Pertama kali aku melakukannya, honestly, I don't really remember. Kalau untuk sebagian orang pengalaman pertama akan menjadi kenangan yang tidak terlupakan. Buatku justru pengalaman pertama layaknya mimpi yang sama-samar di ingatan. I was drunk when I did it with Raka. Begitu pun dengan Raka. Kami sama-sama mabuk. Aku nggak menyalahkan Raka karena aku masih ingat ia meminta izin padaku sebelum melakukannya. So, it's not like, dia memaksaku atau memanfaatkan keadaanku yang lagi mabuk. Because that night, jika pun kami memang ingin melakukannya, seharusnya nggak di kondisi kami sama-sama mabuk. Dan dikondisiku yang lagi rapuh-rapuhnya sebab itu adalah hari resminya orang tuaku bercerai.
Lalu apakah aku menyesal? You know, aku berusaha untuk nggak menyesali apapun telah terjadi dalam hidupku. Terkhususnya keputusan-keputusan yang aku ambil sendiri. Aku tahu aku bukanlah wanita yang sempurna. Banyak kesalahan yang kulakukan entah itu disengaja ataupun nggak disengaja. But, at least, sampai saat ini, aku bertanggungjawab dengan pilihanku serta berusaha menjadi manusia yang lebih baik setiap harinya.
Meski kejadian semalam masih sulit untuk kupercaya. I mean, sekali lagi, bukan karena aku menyesal, hanya saja, semalam, aku merasakan perasaan yang nggak pernah kudapatkan dari cowok manapun. Ini bukan berarti aku melakukannya dengan semua mantan pacarku. Raka yang pertama, aku nggak pernah melakukannya lagi dengan siapapun sampai tadi malam. So, bisa dibilang, aku merasa ini seperti pertama kali padahal ini bukan yang pertama. You know what I mean, right?
Aldian, he's...I don't know, aku nggak ingin membandingkannya dengan Raka karena jelas aku dan Raka masih sangat noob pada saat itu. Tapi Aldian, just, he's really gentle. He treats me well. He makes me feel safe, yang jelas, semalam sangat berkesan buatku.
"Morning,"
Aku dikejutkan oleh suara bernada berat. Saat mendongak, Aldian berdiri di ambang pintu sambil bersandar di sana. Kedua tangannya berisi mug dengan senyum simpul yang terlukis di bibirnya. Lalu beberapa detik kemudian, ia mendekat, duduk di sisi yang kosong seraya menyodorkan salah satu mug di tangannya.

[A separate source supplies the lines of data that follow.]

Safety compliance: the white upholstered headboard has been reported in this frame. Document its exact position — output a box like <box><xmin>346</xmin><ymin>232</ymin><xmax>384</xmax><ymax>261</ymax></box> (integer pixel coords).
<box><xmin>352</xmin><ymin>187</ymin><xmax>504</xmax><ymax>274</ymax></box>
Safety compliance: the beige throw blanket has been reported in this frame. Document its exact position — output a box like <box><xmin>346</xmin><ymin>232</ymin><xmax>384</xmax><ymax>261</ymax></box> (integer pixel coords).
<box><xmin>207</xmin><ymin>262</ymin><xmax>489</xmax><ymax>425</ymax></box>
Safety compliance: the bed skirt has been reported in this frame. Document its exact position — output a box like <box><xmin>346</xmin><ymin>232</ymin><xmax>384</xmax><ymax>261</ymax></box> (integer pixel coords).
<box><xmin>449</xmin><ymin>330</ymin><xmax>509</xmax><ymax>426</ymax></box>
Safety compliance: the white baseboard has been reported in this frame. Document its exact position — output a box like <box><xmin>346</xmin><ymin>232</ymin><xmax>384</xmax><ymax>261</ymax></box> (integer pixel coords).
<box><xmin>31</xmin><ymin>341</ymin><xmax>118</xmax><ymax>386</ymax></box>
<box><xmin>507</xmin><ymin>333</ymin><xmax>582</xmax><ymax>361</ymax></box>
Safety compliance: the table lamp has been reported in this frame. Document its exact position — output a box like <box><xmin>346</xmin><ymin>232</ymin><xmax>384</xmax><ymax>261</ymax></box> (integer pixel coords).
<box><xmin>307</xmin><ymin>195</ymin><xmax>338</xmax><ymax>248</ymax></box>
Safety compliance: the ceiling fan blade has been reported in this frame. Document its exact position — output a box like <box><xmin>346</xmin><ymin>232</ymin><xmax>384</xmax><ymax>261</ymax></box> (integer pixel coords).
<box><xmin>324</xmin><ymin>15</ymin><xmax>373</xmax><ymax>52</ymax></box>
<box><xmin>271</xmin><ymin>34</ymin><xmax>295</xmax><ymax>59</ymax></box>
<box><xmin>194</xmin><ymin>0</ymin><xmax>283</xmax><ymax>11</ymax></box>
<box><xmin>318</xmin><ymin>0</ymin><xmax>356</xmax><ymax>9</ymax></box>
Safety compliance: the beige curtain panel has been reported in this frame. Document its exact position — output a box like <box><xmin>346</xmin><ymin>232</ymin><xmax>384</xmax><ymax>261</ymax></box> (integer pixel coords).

"Thank you," ucapku, bersandar di kepala tempat tidur. Balas tersenyum meski aku yakin terlihat sekali kikuknya. Kuseduh teh sembari mengintip kecil cowok itu yang masih menatapku.
"Kenapa muka kamu merah?"
Aku tersedak. Cowok itu malah tertawa. "Yes, we did, Irene."
"Apa?"
"In case, kamu mau menolak kenyataan kalau kita ngelakuinnya semalam."
"Aku nggak nolak kenyataan," sahutku dengan wajah tertunduk. Malu banget. "Aku cuma...nggak bisa sesantai kamu."
"Siapa bilang sekarang aku santai?" aku mendongak, menatapnya. Adrian menarik ujung bibirnya lantas meraih tanganku untuk menempelkan telapak tanganku di dadanya. "You can feel it?"
Aku meneguk saliva ketika merasakan betapa kencangnya debaran di dada Aldian. Mataku kembali menatapnya lantas melapaskan tanganku dari genggamannya. Kugigit bibir guna menghilangkan kegugupanku. "Kamu yang pakaiin aku baju?" tanyaku mengalihkan pembicaraan.
"Semalam kamu bilang kedinginan," jawabnya lalu mengerling. "Dan kemejaku yang paling deket. But, anyway, my shirt looks good on you."
Lagi. Jantungku berdetak nggak terkendali. Kualihkan perhatikan ke yang lain asalkan bukan ke wajah Aldian.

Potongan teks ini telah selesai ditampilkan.